Top 25 Security Programming Errors

[Kirby]

http://gcn.com/Articles/2010/02/16/top-25-programming-errors.aspx?s=gcndaily_170210&Page=1

Thought some of you would be interested. 🙂

I'm not sure how some of these could be security issues, such as race conditions and indexes though.

 

[Cogman]

interesting. Most of the security problems are generated by web developers 😀 when will they learn.

(Also, great to know the old fuse talk the number 1 problem, Cross-site Scripting)

 

[Ka0t1x]

A lot of these fall under common sense when doing web development.. kinda sad really.

 

[AyashiKaibutsu]

http://gcn.com/Articles/2010/02/16/top-25-programming-errors.aspx?s=gcndaily_170210&Page=1

Thought some of you would be interested. 🙂

I'm not sure how some of these could be security issues, such as race conditions and indexes though.

If someone can get a bad index they might beable to access a chunk of memory you'd rather they didn't?

 

[degibson]

Its easy to point this kind of stuff out after the fact.

 

[Gamingphreek]

I don't really understand how a race condition will do anything but eventually deadlock a program.

Granted, the one point that people often forget in IT Security is that the goal is a disruption of service.

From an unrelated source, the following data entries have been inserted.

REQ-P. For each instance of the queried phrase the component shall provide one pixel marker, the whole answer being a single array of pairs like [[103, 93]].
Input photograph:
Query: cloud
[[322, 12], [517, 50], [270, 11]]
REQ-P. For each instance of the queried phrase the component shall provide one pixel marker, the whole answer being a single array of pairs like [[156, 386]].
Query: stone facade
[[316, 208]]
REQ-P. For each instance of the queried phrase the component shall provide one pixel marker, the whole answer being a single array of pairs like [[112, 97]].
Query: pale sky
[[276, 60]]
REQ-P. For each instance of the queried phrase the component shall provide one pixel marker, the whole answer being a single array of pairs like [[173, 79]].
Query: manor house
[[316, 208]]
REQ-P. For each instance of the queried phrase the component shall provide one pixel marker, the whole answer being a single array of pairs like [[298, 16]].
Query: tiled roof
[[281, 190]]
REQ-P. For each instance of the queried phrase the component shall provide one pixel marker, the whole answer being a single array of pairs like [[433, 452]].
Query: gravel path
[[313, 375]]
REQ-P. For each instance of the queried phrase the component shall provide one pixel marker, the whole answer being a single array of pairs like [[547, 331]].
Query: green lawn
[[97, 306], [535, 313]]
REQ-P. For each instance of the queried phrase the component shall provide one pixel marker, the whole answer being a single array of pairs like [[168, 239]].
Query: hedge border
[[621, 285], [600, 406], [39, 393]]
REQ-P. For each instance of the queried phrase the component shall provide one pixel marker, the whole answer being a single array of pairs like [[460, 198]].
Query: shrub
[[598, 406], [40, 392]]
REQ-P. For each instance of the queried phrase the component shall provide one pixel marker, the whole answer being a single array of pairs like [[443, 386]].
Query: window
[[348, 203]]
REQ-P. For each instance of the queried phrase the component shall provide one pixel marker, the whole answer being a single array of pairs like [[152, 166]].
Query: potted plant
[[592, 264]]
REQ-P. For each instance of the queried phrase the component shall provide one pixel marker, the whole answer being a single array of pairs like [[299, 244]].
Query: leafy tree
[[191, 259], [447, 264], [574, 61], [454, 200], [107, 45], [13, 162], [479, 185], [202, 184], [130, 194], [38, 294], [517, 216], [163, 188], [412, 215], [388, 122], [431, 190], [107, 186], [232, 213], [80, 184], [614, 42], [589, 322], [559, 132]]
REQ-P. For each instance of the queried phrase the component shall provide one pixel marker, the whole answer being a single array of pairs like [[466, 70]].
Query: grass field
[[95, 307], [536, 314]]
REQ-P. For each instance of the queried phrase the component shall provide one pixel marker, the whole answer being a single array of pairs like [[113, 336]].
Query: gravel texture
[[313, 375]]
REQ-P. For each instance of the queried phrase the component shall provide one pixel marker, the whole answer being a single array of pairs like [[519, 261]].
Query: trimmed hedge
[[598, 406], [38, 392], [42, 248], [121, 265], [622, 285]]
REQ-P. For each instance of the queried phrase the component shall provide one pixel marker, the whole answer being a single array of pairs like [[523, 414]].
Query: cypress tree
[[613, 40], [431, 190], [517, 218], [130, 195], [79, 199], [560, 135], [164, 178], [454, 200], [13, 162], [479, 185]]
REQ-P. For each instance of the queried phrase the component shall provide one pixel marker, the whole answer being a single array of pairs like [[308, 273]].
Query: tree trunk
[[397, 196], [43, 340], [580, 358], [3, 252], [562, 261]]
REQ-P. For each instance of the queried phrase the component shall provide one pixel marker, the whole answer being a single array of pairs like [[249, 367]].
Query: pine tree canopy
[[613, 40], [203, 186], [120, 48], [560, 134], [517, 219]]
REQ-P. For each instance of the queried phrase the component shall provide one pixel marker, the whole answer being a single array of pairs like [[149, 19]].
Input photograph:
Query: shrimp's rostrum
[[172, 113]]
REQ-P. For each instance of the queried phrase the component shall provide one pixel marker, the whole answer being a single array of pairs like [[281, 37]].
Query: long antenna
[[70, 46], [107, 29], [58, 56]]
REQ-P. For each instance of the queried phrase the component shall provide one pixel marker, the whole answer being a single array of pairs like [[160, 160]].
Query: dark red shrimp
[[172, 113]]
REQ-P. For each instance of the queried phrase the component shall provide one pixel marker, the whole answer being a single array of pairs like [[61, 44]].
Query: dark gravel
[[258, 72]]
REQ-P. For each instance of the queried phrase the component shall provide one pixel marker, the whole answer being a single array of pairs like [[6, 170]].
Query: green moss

Whether that be the dangerous "I have control of your computer" or the "Your computer has crashed and your data is destroyed", they are still the point of malicious code.

-Kevin

 

[Cogman]

I don't really understand how a race condition will do anything but eventually deadlock a program.

Granted, the one point that people often forget in IT Security is that the goal is a disruption of service. Whether that be the dangerous "I have control of your computer" or the "Your computer has crashed and your data is destroyed", they are still the point of malicious code.

-Kevin

Though, race conditions are pretty hard to invoke from the client side. They are rather unpredictable.